The Scottish Government recently consulted again, this time on matters of intestate succession, where the deceased died without leaving a will. The key area of focus was how an estate should be split where there are both a surviving spouse or civil partner and children. Views on a fresh approach to reform were sought, with reference to alternative regimes found in other parts of the world. The consultation also sought views on extending an alternative approach to cohabitants and their rights on intestacy. The ‘Consultation on the Law of Succession’ closed for responses on 10 May 2019 and the Government’s Report is awaited with interest. It can still be found on the Scottish Government’s website.
At present under the Scots law of intestacy, a surviving spouse or civil partner is entitled to an interest in the family home in which they lived up to the value of £473,000; furniture worth up to £29,000 and cash up to £89,000 where there are no children, or £50,000 where there are children. In addition, a surviving spouse or civil partner is entitled to one-third of the remaining moveable estate and the deceased’s children are entitled to share one-third of the moveable estate between them. The remaining one-third of the moveable estate and any other heritable estate passes in terms of provisions in the Succession (Scotland) Act 1964 setting out the order of division, with children taking priority over other classes of relative.
The current rules were criticised by the Scottish Law Commission because of their complexity. It expressed concern that a deceased’s children could be disinherited where there was a second marriage.
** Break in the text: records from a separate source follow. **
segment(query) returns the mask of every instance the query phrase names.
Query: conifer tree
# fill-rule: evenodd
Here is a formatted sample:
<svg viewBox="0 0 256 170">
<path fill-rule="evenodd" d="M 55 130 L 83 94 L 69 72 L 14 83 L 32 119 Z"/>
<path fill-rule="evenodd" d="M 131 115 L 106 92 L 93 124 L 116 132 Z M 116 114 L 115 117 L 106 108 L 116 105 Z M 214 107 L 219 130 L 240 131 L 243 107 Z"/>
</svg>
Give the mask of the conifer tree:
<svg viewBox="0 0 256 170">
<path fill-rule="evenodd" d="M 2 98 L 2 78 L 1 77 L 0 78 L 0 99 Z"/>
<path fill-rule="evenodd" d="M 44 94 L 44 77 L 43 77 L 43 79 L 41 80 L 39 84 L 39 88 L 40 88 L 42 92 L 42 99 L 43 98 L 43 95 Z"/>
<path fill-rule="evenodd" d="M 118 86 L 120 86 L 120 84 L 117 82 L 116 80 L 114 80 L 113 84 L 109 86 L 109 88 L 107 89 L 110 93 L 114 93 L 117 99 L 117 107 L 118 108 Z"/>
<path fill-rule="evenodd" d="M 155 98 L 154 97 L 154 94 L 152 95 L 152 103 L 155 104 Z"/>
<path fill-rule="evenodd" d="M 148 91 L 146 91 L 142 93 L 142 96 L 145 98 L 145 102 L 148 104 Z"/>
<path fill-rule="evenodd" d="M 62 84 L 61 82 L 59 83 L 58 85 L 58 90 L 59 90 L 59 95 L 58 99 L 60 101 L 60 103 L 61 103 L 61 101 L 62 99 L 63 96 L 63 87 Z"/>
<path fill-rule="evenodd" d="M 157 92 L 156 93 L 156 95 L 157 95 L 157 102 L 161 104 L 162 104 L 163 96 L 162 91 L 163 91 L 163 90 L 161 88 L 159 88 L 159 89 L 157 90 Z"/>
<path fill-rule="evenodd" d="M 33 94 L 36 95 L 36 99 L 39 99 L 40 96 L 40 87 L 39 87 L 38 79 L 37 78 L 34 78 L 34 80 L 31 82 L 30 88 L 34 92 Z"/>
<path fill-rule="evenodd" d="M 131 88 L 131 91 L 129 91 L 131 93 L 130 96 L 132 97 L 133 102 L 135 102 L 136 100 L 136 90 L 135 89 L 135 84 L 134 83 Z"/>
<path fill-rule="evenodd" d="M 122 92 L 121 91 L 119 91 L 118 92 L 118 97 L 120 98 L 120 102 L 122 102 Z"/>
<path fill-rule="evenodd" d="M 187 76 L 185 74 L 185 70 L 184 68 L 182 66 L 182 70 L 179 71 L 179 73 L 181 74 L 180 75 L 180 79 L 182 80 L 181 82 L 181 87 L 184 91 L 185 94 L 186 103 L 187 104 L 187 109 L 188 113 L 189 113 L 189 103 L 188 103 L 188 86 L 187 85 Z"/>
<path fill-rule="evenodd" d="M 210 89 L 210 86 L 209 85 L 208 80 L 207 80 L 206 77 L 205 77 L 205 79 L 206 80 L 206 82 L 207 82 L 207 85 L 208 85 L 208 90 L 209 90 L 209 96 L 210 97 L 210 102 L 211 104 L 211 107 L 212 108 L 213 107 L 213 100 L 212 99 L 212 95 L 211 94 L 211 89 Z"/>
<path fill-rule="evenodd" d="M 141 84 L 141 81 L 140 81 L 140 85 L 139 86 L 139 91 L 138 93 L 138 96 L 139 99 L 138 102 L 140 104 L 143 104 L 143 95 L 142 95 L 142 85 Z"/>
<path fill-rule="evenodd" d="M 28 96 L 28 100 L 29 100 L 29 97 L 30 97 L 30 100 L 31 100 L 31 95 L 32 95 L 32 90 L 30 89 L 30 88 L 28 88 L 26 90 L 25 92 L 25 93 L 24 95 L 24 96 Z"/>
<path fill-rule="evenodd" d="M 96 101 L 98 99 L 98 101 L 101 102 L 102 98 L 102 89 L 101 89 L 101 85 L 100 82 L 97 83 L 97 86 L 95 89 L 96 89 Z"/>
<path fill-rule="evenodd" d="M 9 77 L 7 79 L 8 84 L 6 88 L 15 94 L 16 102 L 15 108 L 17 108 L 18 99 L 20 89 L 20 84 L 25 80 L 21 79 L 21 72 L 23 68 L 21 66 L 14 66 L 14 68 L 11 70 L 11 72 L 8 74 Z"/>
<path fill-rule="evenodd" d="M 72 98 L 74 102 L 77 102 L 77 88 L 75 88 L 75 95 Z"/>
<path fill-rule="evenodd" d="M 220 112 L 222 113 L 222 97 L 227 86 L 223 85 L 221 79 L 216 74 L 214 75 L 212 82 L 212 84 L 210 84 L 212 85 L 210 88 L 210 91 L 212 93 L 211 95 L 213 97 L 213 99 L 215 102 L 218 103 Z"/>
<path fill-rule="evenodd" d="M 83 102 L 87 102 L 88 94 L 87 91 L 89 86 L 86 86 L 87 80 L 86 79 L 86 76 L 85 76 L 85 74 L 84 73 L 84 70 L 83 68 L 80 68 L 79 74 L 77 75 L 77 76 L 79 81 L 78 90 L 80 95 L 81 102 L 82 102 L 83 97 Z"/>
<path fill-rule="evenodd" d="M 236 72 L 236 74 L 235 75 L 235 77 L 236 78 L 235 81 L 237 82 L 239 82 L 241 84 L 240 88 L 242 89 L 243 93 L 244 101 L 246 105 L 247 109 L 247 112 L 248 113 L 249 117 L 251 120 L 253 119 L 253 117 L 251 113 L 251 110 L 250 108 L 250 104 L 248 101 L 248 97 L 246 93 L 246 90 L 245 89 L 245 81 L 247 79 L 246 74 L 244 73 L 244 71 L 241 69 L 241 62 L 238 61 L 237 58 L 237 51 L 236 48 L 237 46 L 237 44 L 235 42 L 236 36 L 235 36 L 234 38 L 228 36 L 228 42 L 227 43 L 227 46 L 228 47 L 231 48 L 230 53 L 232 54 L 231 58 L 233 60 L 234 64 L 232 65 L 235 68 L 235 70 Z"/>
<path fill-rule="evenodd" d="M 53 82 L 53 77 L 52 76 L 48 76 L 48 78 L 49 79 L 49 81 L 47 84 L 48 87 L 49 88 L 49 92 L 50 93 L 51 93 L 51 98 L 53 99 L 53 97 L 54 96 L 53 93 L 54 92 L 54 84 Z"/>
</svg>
In the consultation, two different approaches were examined from intestacy models found in Washington State, USA and British Columbia, Canada.
The Washington State model is similar to the Scottish system that operates for divorcing couples. The deceased’s assets are defined as either “community property” (acquired during the marriage) or “separate property” (acquired by one spouse before the marriage, or during the marriage by third party gift or inheritance). Where there are children, the surviving spouse is entitled to the deceased’s share of the community property and one-half of the separate property. Where there are no children, the surviving spouse is entitled to three-quarters of the separate property and surviving parents and siblings take the remaining one-quarter. If there are neither children, nor parents or siblings, the whole estate will pass to the surviving spouse.
The British Columbia model includes cohabitants of two years within the definition of “spouse”. The entitlement is to a preferential amount of $300,000 and the household furniture when all children are the children of both spouses. If the children of the deceased are from a different relationship, the amount is $150,000 with the remainder being distributed to the children. The spouse has a right to buy the family home.
In its consultation, the Scottish Government produced an interesting set of proposals. It had taken the time to commission research and use ideas from other countries to take a fresh look at the reform of succession law. However, given the pace of reform that we have come to expect and the current political climate, we may have to wait some time before any proposed changes take effect.